Microsoft announced a major vulnerability in all versions of the popular Internet Explorer (IE) web browsers that makes it possible for malicious websites to hijack a visitor’s computer.
Microsoft said that it did not believe that any serious criminals were either using or previously were aware of this serious vulnerability. Rather, Metasploit, which is a project aimed at providing information and tools to computer security experts, apparently discovered the weakness in IE.
Protect Your Computer
Microsoft has also suggested a way to protect your computer should you choose to keep using IE.
To eliminate this new vulnerability, you’ll need to download Microsoft’s Enhanced Mitigation Experience Toolkit (EMET). EMET is a utility created specifically to help protect systems on all sorts (browser, Windows Desktop, or even servers) from common security threats. Specifically, you’ll need to use EMET to protect iexplore.exe.
You should make sure that you get EMET version 2.0 since it will be the one to patch the IE vulnerability announced and since it has a graphic user interface. Earlier versions of EMET required users to enter command line code.
Once downloaded, you will need to run Setup.msi. Your computer may warn you that this type of file can be dangerous, which it can be. But if you are downloading this directly from Microsoft you will be fine.
Next, EMET will open a “Wizard” screen explaining that you will be guided through the steps needed set up the software.
EMET will next ask where you want it to be installed on your system and whether or not you want to install it for the current user only or for every user account on the machine.
EMET does require you to affirm a software license agreement.
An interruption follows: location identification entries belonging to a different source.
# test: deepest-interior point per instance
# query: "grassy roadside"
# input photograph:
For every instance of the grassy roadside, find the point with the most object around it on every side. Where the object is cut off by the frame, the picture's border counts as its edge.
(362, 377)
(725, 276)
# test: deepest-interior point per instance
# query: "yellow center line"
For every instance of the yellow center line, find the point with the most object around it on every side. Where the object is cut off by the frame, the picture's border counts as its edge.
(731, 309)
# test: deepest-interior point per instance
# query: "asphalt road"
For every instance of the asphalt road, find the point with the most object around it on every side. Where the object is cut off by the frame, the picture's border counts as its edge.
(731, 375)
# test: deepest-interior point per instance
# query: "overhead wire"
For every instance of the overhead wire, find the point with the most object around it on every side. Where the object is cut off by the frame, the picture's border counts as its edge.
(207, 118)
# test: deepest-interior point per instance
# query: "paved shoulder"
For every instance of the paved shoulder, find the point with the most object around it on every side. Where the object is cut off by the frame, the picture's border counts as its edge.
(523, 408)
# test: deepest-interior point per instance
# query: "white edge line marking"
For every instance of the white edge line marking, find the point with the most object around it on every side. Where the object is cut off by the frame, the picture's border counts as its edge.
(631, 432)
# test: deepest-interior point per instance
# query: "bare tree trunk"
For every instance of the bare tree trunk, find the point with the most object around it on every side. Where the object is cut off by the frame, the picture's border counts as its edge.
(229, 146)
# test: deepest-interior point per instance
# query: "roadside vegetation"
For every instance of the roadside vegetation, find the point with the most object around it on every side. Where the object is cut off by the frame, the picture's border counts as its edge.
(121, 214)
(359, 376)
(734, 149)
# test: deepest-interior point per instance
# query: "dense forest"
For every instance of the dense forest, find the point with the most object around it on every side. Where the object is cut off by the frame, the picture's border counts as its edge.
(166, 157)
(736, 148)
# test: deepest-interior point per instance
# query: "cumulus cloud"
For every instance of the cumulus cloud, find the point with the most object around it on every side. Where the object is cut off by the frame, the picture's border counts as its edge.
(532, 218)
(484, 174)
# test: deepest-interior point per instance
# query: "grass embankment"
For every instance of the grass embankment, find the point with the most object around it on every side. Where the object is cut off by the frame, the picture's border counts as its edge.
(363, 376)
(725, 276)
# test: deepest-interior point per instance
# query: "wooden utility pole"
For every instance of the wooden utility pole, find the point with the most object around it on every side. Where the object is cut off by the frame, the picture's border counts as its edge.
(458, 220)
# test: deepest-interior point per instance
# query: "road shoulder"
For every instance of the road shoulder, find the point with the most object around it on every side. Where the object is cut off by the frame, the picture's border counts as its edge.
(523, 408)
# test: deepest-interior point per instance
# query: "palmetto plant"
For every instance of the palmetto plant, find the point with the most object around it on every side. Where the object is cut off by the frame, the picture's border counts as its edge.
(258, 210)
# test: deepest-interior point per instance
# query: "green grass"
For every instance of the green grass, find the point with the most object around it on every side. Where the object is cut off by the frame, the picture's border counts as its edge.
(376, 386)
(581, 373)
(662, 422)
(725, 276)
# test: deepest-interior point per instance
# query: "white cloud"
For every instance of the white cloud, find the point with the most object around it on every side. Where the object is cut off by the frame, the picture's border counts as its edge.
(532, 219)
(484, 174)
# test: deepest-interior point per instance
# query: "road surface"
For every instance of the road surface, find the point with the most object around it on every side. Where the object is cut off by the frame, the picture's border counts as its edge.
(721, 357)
This is standard for nearly all software.
With the license agreement accepted, you will be asked to confirm the installation.
The actual installation process should be pretty quick.
Now you will need to open the EMET interface. Navigate to your “Start” menu, “All Programs,” and then the “Enhanced Mitigation Experience Toolkit.” You may also want to review the included Users Guide if you have questions or concerns.
With EMET open (and IE open), you’ll just need to confirm that iexplore.exe has a green check next to it in the EMET control panel. If this is the case, you will have plugged the aforementioned IE vulnerability.
The steps above were completed on a machine using Windows Vista, so there may be minor variations if you computer is using XP or Windows 7. Finally, Microsoft has also created a video explaining EMET, which is republished below.
How This Vulnerability Works
In simple terms, it is possible to bypass Microsoft IE’s built-in security using basic tags found on nearly every website. Once bypassed a cyber-criminal can seize memory on your computer and load just about any sort of software on that memory that they wish. For example, a “key logger” might be installed to monitor every key a user presses. Combined with cookie or session data, a criminal could get passwords to just about any website, including banking sites.
Here is how Microsoft described the threat in an announcement on its TechNet blog.
“In a few words,” wrote Microsoft Security Software Engineer Fermin J. Serna, “Internet Explorer loads mscorie.dll, a library that was not compiled with /DYNAMICBASE (thus not supporting ASLR [Address Space Layout Randomization] and being located always at the same base) when processing some HTML tags. Attackers use these predictable mappings to evade ASLR and bypass DEP [Data Execution Prevention] by using ROP (return oriented programming) gadgets from these DLLs [dynamic-link libraries] in order to allocate executable memory, copying their shellcode and jumping into it.”
Implications for Web-Based Businesses
This IE vulnerability should have no effect on legitimate online businesses, except perhaps to see a change in browser share, as some users may opt to avoid IE altogether, given its history of repeated and often exploited vulnerabilities.
Every browser company faces security vulnerabilities, and as a best practice users should always try to update their browsers to the most recent version available. In this particular case, Microsoft has done exactly what a responsible software company should do. It is important that we commend them. If you’re a loyal IE user, you probably won’t want to switch browsers just because of this issue.